Di sisi lain, ekspor batu bara menurun 20,85% yoy, sehingga total ekspor pertambangan turun 18,80% yoy pada September 2025. Di satu sisi, total impor Indonesia naik 7,17% yoy menjadi US$20,34 miliar hingga September 2025, meskipun pertumbuhan impor bahan baku rendah.

"Sementara itu, impor barang modal terus meningkat 28,02% yoy, terutama dari peralatan listrik dan mesin, seiring dimulainya ekspansi siklikal domestik," imbuh Hosiana.

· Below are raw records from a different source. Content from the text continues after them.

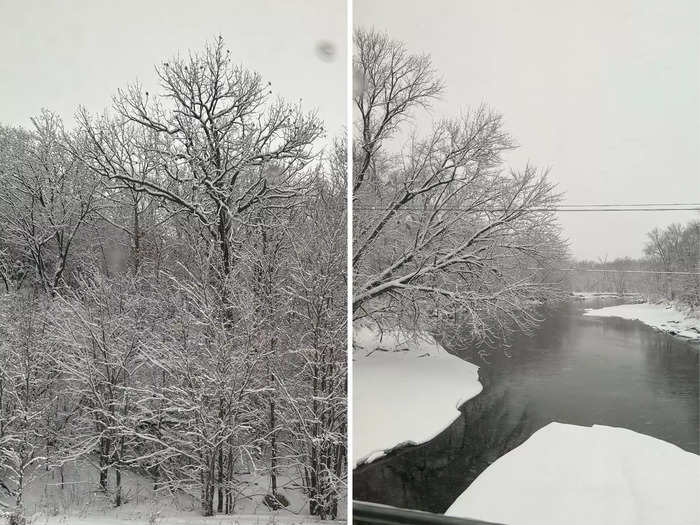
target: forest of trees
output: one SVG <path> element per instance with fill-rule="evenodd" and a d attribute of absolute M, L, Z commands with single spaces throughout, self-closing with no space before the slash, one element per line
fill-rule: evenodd
<path fill-rule="evenodd" d="M 459 317 L 481 342 L 531 327 L 567 255 L 547 172 L 505 165 L 514 141 L 486 106 L 419 131 L 445 89 L 429 56 L 358 30 L 354 70 L 354 318 L 430 330 Z"/>
<path fill-rule="evenodd" d="M 574 267 L 583 271 L 570 275 L 573 291 L 638 293 L 700 306 L 700 220 L 654 228 L 639 259 L 579 261 Z"/>
<path fill-rule="evenodd" d="M 125 470 L 235 512 L 346 478 L 346 145 L 218 39 L 103 114 L 0 126 L 0 492 Z M 330 144 L 330 145 L 329 145 Z"/>

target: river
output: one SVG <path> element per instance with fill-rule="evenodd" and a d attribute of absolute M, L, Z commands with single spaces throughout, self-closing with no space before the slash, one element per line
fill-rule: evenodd
<path fill-rule="evenodd" d="M 700 453 L 698 346 L 638 321 L 582 315 L 612 304 L 550 310 L 488 361 L 468 344 L 450 347 L 481 367 L 483 392 L 435 439 L 355 469 L 353 498 L 442 513 L 488 465 L 552 421 L 628 428 Z"/>

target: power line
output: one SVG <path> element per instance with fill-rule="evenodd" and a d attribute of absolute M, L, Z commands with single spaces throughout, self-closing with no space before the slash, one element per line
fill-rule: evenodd
<path fill-rule="evenodd" d="M 616 273 L 651 273 L 659 275 L 700 275 L 700 272 L 661 272 L 655 270 L 599 270 L 594 268 L 527 268 L 527 270 L 547 270 L 550 272 L 616 272 Z"/>
<path fill-rule="evenodd" d="M 606 208 L 606 207 L 636 207 L 636 206 L 700 206 L 700 202 L 647 202 L 632 204 L 557 204 L 565 208 Z"/>

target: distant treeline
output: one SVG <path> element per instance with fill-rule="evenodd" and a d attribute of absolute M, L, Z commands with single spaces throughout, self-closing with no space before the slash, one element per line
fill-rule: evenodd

Mesin dan peralatan listrik menjadi kontributor impor terbesar, masing-masing menyumbang 7,47% dan 14,83% dari total impor, dengan pertumbuhan +6,35% YoY dan +13,19% yot. Pertumbuhan ini didukung ekspansi aktivitas manufaktur atau PMI Indonesia pada Oktober 2025 di level 51,2, yang meningkat akibat pesanan baru dan pembelian, sehingga memicu percepatan produksi.

"Impor kendaraan yang menyumbang 5,41% dari total sembilan bulan pertama tahun ini yang meningkat 20,33% yoy, dengan Tiongkok tetap menjadi mitra terbesar sebesar US$3,52 miliar. Ini menunjukkan adanya frontloading impor," kata ekonom Bank Danamon itu.

Ke depan, kesepakatan perdagangan AS-Tiongkok diperkirakan akan mendukung ekspor Indonesia, terutama nikel dan baja, dengan potensi tambahan US$200 juta-300 juta per bulan dari lisensi bijih tembaga 480.000 ton milik PT Amman Mineral International.